The report indicates that “education and income correlate highly with whether or not someone has read a book with a Canadian author or subject in the past year”. There were almost no differences in the results by region of the country.

Despite the relatively low levels of readership of Canadian works, 70% of survey respondents indicated that they are at least moderately impressed with Canadian authors. However, when asked to name a Canadian author, 69% of respondents could not do so (up from 52% in 2002). Those who did name a Canadian author most frequently indicated Margaret Atwood (21%) and Farley Mowat (about 6%). Other authors that were mentioned by between 1% and 3% of respondents include Pierre Berton, Robert Munsch, Lucy Maud Montgomery, Alice Munro, and Linwood Barclay.

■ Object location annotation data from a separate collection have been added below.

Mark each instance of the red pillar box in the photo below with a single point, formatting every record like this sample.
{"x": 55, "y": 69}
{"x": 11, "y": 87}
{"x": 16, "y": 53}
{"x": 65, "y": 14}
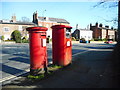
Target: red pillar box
{"x": 61, "y": 45}
{"x": 38, "y": 50}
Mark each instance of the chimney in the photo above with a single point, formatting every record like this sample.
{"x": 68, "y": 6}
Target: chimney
{"x": 90, "y": 24}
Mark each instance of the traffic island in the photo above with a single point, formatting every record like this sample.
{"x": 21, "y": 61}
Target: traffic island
{"x": 29, "y": 80}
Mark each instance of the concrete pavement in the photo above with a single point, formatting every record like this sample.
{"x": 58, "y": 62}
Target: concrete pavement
{"x": 92, "y": 69}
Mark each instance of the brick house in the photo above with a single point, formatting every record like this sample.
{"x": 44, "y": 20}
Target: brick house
{"x": 8, "y": 26}
{"x": 82, "y": 33}
{"x": 100, "y": 32}
{"x": 48, "y": 22}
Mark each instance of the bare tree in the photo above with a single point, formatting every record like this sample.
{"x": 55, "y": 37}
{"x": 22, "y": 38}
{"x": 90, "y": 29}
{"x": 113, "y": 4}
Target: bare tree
{"x": 115, "y": 3}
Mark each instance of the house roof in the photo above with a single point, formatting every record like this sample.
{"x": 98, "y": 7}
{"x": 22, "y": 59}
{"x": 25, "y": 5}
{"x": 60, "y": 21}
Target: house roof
{"x": 58, "y": 20}
{"x": 84, "y": 29}
{"x": 18, "y": 23}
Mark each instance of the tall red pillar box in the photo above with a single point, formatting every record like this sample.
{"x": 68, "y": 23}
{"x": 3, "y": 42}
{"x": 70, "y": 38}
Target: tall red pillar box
{"x": 61, "y": 45}
{"x": 38, "y": 50}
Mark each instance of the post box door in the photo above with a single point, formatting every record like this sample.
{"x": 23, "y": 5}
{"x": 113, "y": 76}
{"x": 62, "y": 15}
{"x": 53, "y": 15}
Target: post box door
{"x": 68, "y": 50}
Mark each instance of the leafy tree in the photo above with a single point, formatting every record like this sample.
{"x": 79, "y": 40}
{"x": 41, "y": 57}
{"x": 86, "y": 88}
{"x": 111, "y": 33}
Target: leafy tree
{"x": 16, "y": 36}
{"x": 115, "y": 3}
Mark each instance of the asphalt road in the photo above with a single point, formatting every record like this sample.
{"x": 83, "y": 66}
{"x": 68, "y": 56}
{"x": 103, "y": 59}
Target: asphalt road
{"x": 15, "y": 57}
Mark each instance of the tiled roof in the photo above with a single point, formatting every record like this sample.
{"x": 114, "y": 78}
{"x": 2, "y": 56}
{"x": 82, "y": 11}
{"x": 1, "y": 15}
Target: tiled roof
{"x": 58, "y": 20}
{"x": 19, "y": 23}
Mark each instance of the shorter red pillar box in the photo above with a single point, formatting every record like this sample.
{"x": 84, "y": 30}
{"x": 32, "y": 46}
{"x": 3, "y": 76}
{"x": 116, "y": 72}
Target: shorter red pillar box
{"x": 38, "y": 50}
{"x": 61, "y": 45}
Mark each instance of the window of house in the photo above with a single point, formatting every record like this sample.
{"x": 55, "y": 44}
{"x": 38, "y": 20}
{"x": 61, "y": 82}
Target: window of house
{"x": 20, "y": 28}
{"x": 6, "y": 29}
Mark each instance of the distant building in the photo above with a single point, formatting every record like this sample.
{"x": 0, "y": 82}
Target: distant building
{"x": 100, "y": 32}
{"x": 8, "y": 26}
{"x": 83, "y": 33}
{"x": 48, "y": 22}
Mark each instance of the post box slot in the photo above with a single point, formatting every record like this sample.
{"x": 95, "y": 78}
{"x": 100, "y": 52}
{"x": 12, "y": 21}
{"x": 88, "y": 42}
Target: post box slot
{"x": 44, "y": 42}
{"x": 68, "y": 33}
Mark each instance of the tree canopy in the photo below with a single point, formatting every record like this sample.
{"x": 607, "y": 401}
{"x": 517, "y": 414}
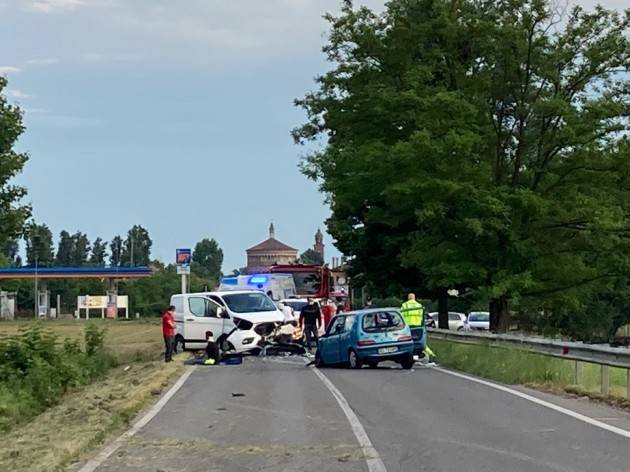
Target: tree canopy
{"x": 207, "y": 259}
{"x": 477, "y": 145}
{"x": 311, "y": 256}
{"x": 13, "y": 214}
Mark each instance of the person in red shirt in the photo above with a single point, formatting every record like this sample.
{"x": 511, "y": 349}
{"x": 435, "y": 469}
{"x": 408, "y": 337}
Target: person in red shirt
{"x": 168, "y": 331}
{"x": 327, "y": 313}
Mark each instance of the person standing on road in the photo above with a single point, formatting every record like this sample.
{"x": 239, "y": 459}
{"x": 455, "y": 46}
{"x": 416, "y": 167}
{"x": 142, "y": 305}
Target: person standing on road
{"x": 413, "y": 313}
{"x": 168, "y": 331}
{"x": 310, "y": 320}
{"x": 327, "y": 313}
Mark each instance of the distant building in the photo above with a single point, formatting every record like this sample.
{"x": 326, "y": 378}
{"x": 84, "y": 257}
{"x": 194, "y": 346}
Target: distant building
{"x": 318, "y": 247}
{"x": 270, "y": 252}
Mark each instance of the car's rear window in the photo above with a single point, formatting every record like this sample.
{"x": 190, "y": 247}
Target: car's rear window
{"x": 382, "y": 321}
{"x": 479, "y": 317}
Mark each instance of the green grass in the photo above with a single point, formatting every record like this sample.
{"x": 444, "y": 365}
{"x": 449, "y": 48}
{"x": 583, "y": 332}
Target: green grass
{"x": 513, "y": 366}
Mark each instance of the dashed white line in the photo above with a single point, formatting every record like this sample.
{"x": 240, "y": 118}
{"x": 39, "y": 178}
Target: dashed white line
{"x": 372, "y": 458}
{"x": 538, "y": 401}
{"x": 102, "y": 456}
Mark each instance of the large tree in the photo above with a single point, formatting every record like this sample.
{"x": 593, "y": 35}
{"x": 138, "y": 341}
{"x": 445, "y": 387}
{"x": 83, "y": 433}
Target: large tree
{"x": 311, "y": 256}
{"x": 65, "y": 248}
{"x": 137, "y": 247}
{"x": 81, "y": 249}
{"x": 11, "y": 253}
{"x": 475, "y": 145}
{"x": 13, "y": 214}
{"x": 207, "y": 259}
{"x": 39, "y": 245}
{"x": 99, "y": 252}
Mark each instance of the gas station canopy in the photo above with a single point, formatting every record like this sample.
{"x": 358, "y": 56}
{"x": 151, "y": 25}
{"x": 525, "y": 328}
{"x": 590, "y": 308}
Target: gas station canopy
{"x": 75, "y": 273}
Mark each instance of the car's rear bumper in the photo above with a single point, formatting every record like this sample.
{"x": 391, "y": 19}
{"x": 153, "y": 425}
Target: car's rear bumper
{"x": 372, "y": 352}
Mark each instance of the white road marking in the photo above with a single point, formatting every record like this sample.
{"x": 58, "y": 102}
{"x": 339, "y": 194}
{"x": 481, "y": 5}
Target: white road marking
{"x": 538, "y": 401}
{"x": 102, "y": 456}
{"x": 372, "y": 458}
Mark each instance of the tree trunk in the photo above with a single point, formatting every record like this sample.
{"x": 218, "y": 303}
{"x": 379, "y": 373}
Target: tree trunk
{"x": 443, "y": 308}
{"x": 499, "y": 314}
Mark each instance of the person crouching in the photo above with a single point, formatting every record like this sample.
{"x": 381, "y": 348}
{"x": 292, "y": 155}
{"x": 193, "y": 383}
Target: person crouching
{"x": 212, "y": 350}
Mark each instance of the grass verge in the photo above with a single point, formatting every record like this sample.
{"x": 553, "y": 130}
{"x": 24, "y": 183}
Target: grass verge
{"x": 512, "y": 366}
{"x": 85, "y": 416}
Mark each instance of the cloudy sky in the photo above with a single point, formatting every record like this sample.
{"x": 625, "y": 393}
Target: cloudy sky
{"x": 171, "y": 114}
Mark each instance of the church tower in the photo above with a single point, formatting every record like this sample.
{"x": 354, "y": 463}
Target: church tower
{"x": 319, "y": 243}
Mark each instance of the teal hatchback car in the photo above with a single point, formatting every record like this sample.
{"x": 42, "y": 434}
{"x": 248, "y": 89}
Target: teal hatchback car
{"x": 366, "y": 337}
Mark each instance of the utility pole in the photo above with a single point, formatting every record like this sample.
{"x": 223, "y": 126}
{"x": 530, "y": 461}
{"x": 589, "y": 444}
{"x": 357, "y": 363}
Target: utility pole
{"x": 131, "y": 262}
{"x": 36, "y": 289}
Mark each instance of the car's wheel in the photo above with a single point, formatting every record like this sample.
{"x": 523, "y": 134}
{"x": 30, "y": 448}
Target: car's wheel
{"x": 180, "y": 344}
{"x": 226, "y": 346}
{"x": 407, "y": 362}
{"x": 353, "y": 360}
{"x": 318, "y": 360}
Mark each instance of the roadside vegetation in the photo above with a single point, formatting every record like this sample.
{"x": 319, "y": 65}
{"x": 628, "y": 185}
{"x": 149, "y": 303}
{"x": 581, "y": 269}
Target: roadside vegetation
{"x": 38, "y": 368}
{"x": 516, "y": 367}
{"x": 480, "y": 149}
{"x": 112, "y": 371}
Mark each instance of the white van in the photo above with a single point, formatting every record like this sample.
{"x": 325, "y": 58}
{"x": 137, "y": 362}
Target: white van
{"x": 279, "y": 286}
{"x": 239, "y": 320}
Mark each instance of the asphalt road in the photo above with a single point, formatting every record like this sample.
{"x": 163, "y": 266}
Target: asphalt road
{"x": 422, "y": 420}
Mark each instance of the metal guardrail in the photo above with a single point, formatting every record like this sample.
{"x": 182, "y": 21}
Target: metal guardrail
{"x": 605, "y": 356}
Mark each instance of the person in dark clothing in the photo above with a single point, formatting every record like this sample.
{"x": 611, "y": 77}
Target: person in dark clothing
{"x": 311, "y": 320}
{"x": 168, "y": 331}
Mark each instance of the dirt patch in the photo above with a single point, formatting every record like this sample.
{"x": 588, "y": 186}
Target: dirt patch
{"x": 573, "y": 391}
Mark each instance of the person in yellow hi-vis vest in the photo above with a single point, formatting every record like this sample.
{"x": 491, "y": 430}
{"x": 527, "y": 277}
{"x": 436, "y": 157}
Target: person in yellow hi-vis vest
{"x": 413, "y": 313}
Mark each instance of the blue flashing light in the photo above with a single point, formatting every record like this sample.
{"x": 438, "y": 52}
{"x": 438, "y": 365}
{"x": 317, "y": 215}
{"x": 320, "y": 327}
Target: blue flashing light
{"x": 258, "y": 280}
{"x": 230, "y": 281}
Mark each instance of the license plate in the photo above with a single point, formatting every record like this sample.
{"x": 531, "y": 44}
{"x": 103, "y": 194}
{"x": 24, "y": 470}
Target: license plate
{"x": 387, "y": 350}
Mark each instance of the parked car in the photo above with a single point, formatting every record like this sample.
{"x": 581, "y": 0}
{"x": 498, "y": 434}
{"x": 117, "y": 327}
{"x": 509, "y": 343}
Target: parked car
{"x": 456, "y": 321}
{"x": 366, "y": 337}
{"x": 479, "y": 320}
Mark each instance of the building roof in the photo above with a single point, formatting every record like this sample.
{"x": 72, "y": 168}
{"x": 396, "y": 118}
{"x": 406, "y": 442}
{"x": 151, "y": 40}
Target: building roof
{"x": 270, "y": 245}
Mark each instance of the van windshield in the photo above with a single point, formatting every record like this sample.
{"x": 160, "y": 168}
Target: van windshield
{"x": 248, "y": 302}
{"x": 382, "y": 321}
{"x": 296, "y": 305}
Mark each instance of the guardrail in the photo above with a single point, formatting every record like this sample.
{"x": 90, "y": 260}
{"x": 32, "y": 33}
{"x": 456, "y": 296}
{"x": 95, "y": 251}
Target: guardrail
{"x": 605, "y": 356}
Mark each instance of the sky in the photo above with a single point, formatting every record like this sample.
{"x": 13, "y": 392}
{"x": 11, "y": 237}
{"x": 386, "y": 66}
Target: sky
{"x": 175, "y": 115}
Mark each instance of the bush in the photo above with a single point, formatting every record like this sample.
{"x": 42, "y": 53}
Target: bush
{"x": 36, "y": 370}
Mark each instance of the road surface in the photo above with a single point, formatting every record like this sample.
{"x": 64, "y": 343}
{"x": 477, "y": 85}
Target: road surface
{"x": 422, "y": 420}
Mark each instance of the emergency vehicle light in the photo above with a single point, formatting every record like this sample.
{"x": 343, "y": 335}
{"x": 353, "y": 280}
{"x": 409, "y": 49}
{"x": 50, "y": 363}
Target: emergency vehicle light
{"x": 258, "y": 280}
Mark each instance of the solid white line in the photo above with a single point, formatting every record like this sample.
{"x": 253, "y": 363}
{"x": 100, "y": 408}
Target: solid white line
{"x": 538, "y": 401}
{"x": 373, "y": 460}
{"x": 102, "y": 456}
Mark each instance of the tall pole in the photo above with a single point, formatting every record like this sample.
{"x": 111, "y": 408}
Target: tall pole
{"x": 131, "y": 237}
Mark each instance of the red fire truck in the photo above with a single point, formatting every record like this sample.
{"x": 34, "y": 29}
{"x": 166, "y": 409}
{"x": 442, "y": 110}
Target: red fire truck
{"x": 311, "y": 281}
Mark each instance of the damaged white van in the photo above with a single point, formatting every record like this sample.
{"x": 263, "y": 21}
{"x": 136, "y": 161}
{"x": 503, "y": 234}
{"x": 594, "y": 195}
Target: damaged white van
{"x": 241, "y": 321}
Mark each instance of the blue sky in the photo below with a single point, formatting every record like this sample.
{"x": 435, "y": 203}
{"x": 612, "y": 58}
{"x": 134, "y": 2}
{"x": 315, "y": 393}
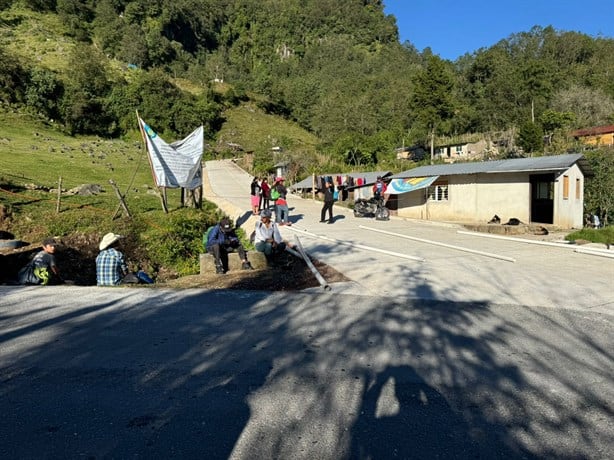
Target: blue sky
{"x": 452, "y": 28}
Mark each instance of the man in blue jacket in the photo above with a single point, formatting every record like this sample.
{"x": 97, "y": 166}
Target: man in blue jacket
{"x": 222, "y": 240}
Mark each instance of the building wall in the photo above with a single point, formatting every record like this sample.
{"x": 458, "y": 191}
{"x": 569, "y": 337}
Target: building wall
{"x": 568, "y": 212}
{"x": 477, "y": 198}
{"x": 473, "y": 198}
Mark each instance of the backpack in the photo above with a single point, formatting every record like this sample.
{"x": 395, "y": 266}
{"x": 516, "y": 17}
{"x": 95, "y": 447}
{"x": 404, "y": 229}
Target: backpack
{"x": 206, "y": 236}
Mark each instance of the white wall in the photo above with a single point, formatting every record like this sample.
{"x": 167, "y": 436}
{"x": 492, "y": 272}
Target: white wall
{"x": 473, "y": 198}
{"x": 477, "y": 198}
{"x": 568, "y": 213}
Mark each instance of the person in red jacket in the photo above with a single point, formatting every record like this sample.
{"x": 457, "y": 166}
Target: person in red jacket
{"x": 379, "y": 188}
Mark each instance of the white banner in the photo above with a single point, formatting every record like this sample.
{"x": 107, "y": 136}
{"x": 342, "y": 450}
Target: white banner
{"x": 177, "y": 164}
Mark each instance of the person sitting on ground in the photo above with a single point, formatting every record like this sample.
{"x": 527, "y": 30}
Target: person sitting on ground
{"x": 222, "y": 240}
{"x": 111, "y": 268}
{"x": 279, "y": 193}
{"x": 267, "y": 238}
{"x": 42, "y": 269}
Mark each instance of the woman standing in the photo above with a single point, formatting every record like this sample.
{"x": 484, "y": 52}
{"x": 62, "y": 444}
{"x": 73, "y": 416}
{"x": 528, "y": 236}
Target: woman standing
{"x": 265, "y": 190}
{"x": 255, "y": 195}
{"x": 278, "y": 193}
{"x": 329, "y": 200}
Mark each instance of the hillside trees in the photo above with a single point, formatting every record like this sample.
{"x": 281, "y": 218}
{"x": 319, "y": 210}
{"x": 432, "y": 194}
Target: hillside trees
{"x": 83, "y": 105}
{"x": 599, "y": 189}
{"x": 432, "y": 98}
{"x": 13, "y": 78}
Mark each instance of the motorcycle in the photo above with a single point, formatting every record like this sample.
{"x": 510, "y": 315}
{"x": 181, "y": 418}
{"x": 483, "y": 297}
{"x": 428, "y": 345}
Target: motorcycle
{"x": 373, "y": 207}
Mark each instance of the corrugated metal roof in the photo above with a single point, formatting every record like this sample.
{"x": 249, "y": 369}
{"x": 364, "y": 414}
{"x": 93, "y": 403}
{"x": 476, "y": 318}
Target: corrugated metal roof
{"x": 534, "y": 164}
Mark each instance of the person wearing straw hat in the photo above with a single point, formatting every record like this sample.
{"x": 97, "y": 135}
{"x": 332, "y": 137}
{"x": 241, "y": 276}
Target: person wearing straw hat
{"x": 267, "y": 238}
{"x": 111, "y": 268}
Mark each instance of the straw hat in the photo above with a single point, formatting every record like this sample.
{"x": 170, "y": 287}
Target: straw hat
{"x": 108, "y": 240}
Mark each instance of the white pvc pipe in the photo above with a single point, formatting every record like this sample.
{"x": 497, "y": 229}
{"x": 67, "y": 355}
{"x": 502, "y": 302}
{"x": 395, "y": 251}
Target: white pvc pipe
{"x": 357, "y": 246}
{"x": 595, "y": 252}
{"x": 313, "y": 269}
{"x": 437, "y": 243}
{"x": 518, "y": 240}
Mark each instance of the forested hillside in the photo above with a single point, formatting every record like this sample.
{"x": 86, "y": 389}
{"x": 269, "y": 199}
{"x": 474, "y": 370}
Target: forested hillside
{"x": 334, "y": 67}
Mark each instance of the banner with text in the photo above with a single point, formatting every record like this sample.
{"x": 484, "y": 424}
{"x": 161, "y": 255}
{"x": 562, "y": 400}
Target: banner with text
{"x": 177, "y": 164}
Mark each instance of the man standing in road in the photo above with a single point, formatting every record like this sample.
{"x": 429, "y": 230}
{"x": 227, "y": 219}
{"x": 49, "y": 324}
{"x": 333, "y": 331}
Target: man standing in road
{"x": 329, "y": 201}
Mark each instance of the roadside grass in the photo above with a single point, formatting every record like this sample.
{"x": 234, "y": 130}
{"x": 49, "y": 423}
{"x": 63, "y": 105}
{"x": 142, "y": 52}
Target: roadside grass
{"x": 603, "y": 235}
{"x": 33, "y": 156}
{"x": 36, "y": 37}
{"x": 246, "y": 125}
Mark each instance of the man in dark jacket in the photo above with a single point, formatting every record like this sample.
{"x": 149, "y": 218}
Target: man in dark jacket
{"x": 222, "y": 240}
{"x": 329, "y": 200}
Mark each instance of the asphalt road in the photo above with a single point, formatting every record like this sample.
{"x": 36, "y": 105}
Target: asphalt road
{"x": 429, "y": 352}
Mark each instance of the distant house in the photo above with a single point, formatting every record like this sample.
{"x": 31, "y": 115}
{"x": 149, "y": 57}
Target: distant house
{"x": 414, "y": 153}
{"x": 548, "y": 190}
{"x": 597, "y": 136}
{"x": 460, "y": 151}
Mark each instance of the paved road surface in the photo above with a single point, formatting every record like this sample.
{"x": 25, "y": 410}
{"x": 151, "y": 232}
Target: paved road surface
{"x": 459, "y": 356}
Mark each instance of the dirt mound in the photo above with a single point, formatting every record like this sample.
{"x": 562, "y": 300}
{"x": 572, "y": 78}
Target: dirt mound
{"x": 76, "y": 258}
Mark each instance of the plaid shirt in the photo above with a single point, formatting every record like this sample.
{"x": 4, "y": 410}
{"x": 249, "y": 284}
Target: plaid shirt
{"x": 110, "y": 267}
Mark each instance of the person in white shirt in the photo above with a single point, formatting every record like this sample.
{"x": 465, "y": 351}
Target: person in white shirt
{"x": 267, "y": 238}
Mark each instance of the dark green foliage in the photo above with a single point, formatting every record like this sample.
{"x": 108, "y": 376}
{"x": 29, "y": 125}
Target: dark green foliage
{"x": 44, "y": 92}
{"x": 83, "y": 106}
{"x": 531, "y": 137}
{"x": 13, "y": 78}
{"x": 599, "y": 189}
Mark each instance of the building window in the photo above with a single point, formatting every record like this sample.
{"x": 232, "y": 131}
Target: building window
{"x": 565, "y": 187}
{"x": 578, "y": 189}
{"x": 438, "y": 191}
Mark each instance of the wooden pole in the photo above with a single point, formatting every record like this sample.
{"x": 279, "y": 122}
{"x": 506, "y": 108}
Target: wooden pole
{"x": 120, "y": 198}
{"x": 57, "y": 203}
{"x": 163, "y": 197}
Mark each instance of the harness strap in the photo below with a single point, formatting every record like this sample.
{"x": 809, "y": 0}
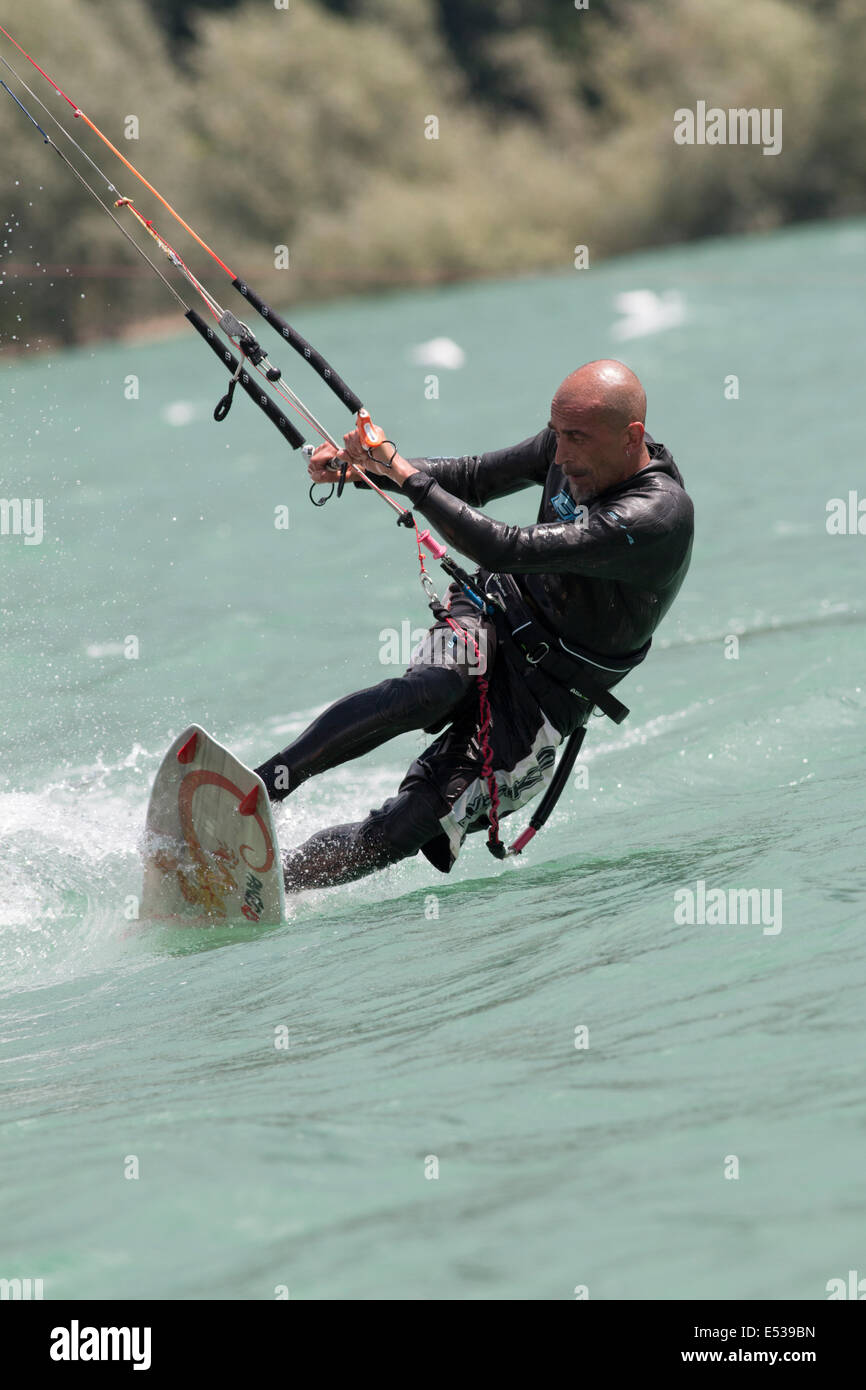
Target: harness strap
{"x": 520, "y": 630}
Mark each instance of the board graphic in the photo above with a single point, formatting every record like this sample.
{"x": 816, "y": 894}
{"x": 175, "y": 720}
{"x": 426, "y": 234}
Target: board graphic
{"x": 210, "y": 847}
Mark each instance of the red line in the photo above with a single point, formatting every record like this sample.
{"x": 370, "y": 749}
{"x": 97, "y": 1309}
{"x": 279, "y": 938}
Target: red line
{"x": 38, "y": 68}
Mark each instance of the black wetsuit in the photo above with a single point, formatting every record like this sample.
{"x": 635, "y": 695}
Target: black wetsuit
{"x": 598, "y": 581}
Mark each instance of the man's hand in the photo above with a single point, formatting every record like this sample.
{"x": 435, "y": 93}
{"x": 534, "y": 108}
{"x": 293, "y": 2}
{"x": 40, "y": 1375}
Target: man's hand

The report also indicates that interest in Canadian books is quite high: “76% of respondents said that they are somewhat or very interested in reading Canadian-authored books, and 75% said that they were somewhat or very interested in Canadian subject matter.” The report points to challenges with discovery and knowledge of Canadian books, indicating that there appears to be “a lack of awareness of who Canadian authors are, and perhaps a shortage of identifying information on products or retail displays (physical and online) that indicates Canadian authors”.

A brief summary is available at http://www.booknetcanada.ca/blog/2013/4/4/what-canadians-think-about-canadian-books.html, while the study is available for purchase ($19.95) on the same site. The report is a part of a larger initiative by BookNet Canada: The Canadian Book Consumer 2012.